David Cameron continue son grand numéro d’équilibriste entre ses partenaires européens et les eurosceptiques britanniques. Mardi matin, dans un long discours à Londres, le Premier ministre britannique a fait monter d’un cran supplémentaire la pression en vue du référendum sur le maintien ou la sortie du Royaume-Uni de l’Union Européenne. «C’est sans doute la plus importante décision que les Britanniques vont devoir prendre dans les urnes de leur vie.»

L’objectif affiché de son discours était de dévoiler ses revendications. Avant d’organiser le référendum, David Cameron entend obtenir des concessions de l’UE, pour l’aider à remporter le vote. «Les renégociations entrent maintenant dans leur phase formelle», affirme le leader britannique.

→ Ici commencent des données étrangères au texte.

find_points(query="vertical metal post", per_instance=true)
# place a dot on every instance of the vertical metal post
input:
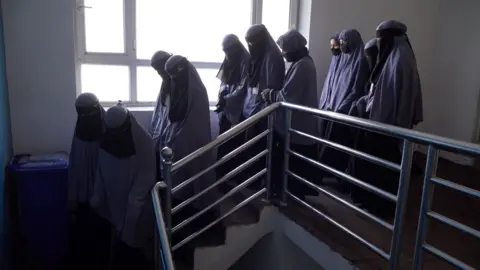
(156, 247)
(167, 156)
(402, 195)
(268, 183)
(427, 196)
(286, 149)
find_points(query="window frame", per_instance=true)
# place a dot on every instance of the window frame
(128, 58)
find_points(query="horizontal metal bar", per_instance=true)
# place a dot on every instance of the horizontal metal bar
(343, 228)
(348, 150)
(451, 260)
(233, 210)
(162, 232)
(463, 189)
(457, 225)
(409, 134)
(386, 225)
(222, 160)
(348, 178)
(224, 197)
(225, 136)
(223, 179)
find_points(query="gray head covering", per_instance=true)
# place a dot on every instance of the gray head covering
(333, 72)
(353, 78)
(266, 69)
(84, 149)
(123, 183)
(234, 77)
(159, 116)
(300, 87)
(230, 41)
(392, 24)
(292, 41)
(192, 131)
(396, 96)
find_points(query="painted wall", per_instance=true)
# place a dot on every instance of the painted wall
(41, 62)
(5, 141)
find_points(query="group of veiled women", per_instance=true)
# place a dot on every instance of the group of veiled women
(114, 161)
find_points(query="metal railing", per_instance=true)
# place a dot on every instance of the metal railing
(409, 138)
(425, 212)
(163, 253)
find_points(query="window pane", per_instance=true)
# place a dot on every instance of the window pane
(109, 83)
(104, 26)
(276, 16)
(148, 84)
(211, 82)
(195, 32)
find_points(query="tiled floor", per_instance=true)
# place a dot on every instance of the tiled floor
(446, 202)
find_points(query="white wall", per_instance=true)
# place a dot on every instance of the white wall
(40, 72)
(40, 60)
(456, 69)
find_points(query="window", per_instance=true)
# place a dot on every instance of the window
(116, 39)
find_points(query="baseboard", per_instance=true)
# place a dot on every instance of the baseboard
(239, 240)
(456, 158)
(320, 252)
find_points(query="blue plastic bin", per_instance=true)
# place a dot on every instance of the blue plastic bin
(42, 193)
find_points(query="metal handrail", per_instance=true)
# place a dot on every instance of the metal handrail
(226, 136)
(404, 133)
(430, 180)
(162, 237)
(409, 134)
(409, 138)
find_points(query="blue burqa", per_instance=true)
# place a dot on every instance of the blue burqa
(189, 128)
(349, 86)
(395, 98)
(84, 149)
(125, 176)
(233, 75)
(266, 69)
(300, 87)
(333, 72)
(160, 113)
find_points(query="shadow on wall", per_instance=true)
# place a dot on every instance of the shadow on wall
(5, 140)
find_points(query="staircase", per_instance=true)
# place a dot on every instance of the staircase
(244, 212)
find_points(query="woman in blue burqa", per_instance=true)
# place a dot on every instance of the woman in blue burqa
(266, 71)
(189, 130)
(346, 89)
(89, 232)
(395, 98)
(124, 178)
(300, 87)
(159, 120)
(233, 75)
(333, 72)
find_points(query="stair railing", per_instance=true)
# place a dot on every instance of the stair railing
(163, 253)
(409, 137)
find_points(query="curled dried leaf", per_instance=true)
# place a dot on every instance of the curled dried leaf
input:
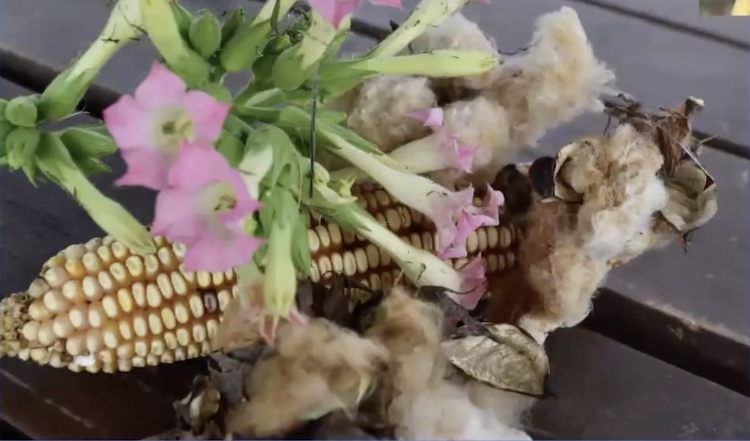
(692, 199)
(513, 361)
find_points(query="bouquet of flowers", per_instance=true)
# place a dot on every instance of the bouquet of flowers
(431, 118)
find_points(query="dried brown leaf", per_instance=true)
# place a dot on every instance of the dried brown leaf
(517, 363)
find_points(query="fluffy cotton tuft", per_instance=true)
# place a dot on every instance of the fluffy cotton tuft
(570, 248)
(555, 81)
(459, 33)
(318, 367)
(421, 402)
(482, 124)
(379, 114)
(619, 204)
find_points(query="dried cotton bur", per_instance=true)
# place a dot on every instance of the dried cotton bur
(614, 200)
(314, 369)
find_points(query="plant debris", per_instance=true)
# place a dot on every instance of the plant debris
(358, 368)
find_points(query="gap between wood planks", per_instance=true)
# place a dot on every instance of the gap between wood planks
(696, 349)
(377, 33)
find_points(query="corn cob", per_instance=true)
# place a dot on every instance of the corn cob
(97, 307)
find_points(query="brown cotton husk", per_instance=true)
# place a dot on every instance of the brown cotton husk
(316, 368)
(458, 33)
(617, 179)
(379, 114)
(613, 202)
(558, 270)
(556, 80)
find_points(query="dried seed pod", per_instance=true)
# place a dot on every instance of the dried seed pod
(149, 310)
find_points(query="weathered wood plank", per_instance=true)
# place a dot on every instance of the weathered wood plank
(657, 65)
(607, 391)
(720, 250)
(682, 16)
(707, 286)
(63, 25)
(604, 389)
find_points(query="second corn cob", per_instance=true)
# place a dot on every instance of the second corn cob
(97, 307)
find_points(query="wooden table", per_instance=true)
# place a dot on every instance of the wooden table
(665, 353)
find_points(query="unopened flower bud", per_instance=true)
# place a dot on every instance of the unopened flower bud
(21, 143)
(21, 111)
(205, 34)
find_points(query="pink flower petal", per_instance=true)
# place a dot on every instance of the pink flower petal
(429, 117)
(197, 166)
(207, 115)
(447, 211)
(335, 10)
(161, 88)
(177, 217)
(244, 203)
(129, 124)
(146, 168)
(389, 3)
(219, 249)
(474, 284)
(489, 213)
(465, 226)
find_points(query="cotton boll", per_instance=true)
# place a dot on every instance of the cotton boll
(447, 412)
(556, 80)
(620, 204)
(458, 33)
(509, 408)
(317, 368)
(484, 125)
(380, 113)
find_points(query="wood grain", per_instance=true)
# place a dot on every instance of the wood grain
(658, 65)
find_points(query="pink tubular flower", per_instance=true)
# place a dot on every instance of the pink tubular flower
(456, 218)
(438, 151)
(334, 11)
(254, 314)
(203, 207)
(150, 126)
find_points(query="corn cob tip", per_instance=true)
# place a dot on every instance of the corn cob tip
(97, 307)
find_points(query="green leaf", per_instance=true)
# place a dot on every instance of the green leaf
(231, 24)
(22, 144)
(92, 166)
(205, 34)
(300, 245)
(231, 147)
(3, 106)
(183, 18)
(218, 92)
(285, 166)
(22, 111)
(84, 143)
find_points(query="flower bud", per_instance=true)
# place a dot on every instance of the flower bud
(231, 24)
(248, 41)
(183, 18)
(56, 163)
(22, 144)
(61, 97)
(205, 34)
(163, 31)
(297, 63)
(217, 91)
(21, 111)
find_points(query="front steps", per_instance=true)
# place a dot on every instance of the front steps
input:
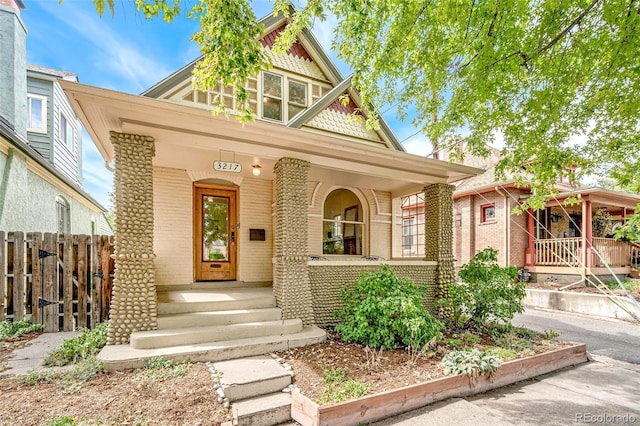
(254, 387)
(212, 325)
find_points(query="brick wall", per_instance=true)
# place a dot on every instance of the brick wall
(173, 230)
(255, 257)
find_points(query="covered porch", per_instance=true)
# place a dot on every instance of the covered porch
(293, 192)
(568, 243)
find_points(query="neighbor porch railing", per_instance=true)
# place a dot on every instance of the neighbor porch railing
(558, 252)
(568, 252)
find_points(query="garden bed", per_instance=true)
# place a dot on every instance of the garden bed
(374, 407)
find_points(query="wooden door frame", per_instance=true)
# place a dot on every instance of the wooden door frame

Toute la difficulté pour David Cameron est de contenter les différentes parties en présence. Aux Britanniques, il annonce: «ces revendications sont substantielles». Aux Européens, il précise qu’elles sont «raisonnables». Son espoir est que ces derniers soient prêts à faire un effort, et que ses électeurs acceptent dans le même temps qu’il ne pouvait guère en demander plus.

Quatre demandes

Ce travail de funambule le force à conserver le flou. Ceux qui attendaient des demandes très précises de David Cameron en sont pour leurs frais. Le leader britannique s’en tient à ses quatre grands «paquets» qu’il avait déjà dévoilés. Le premier consiste à obtenir une garantie que les pays qui ne sont pas dans la zone euro soient protégés des décisions prises au sein de la monnaie unique. C’est une façon de protéger la City de régulations financières intempestives.

Le second concerne la souveraineté: le Royaume-Uni veut être exclu de «l’Union sans cesse plus étroite», une petite phrase présente dans le traité fondateur de Rome en 1957. Londres veut renforcer le pouvoir des parlements nationaux pour potentiellement bloquer les décisions prises à Bruxelles.

Le troisième paquet vise l’amélioration de la compétitivité de l’UE: allégement des régulations, signature de traités de libre-échange, développement du marché unique dans le secteur du numérique…

Si nous ne trouvons pas d’accord, et que le Royaume-Uni n’est pas écouté – ce qui n’arrivera pas, j’en suis sûr – alors nous allons devoir nous demander si l’Union européenne est bien faite pour nous.

Le dernier, de loin le plus difficile, concerne l’immigration. À défaut de demander des quotas pour ralentir l’afflux d’immigrés européens, David Cameron souhaite bloquer leur accès aux allocations sociales pendant leurs quatre premières années dans le pays.

«Je n’exclus rien»

À partir de cette base de négociation, sommairement détaillée dans une lettre envoyée à Donald Tusk, le président du conseil européen, le jeu de poker menteur démarre. Aux Européens, le leader britannique a envoyé un message ferme, faisant planer la possibilité de faire campagne pour sortir de l’UE s’il n’obtient pas satisfaction. «Si nous ne trouvons pas d’accord, et que le Royaume-Uni n’est pas écouté – ce qui n’arrivera pas, j’en suis sûr – alors nous allons devoir nous demander si l’Union européenne est bien faite pour nous. Comme je l’ai déjà dit: je n’exclus rien.»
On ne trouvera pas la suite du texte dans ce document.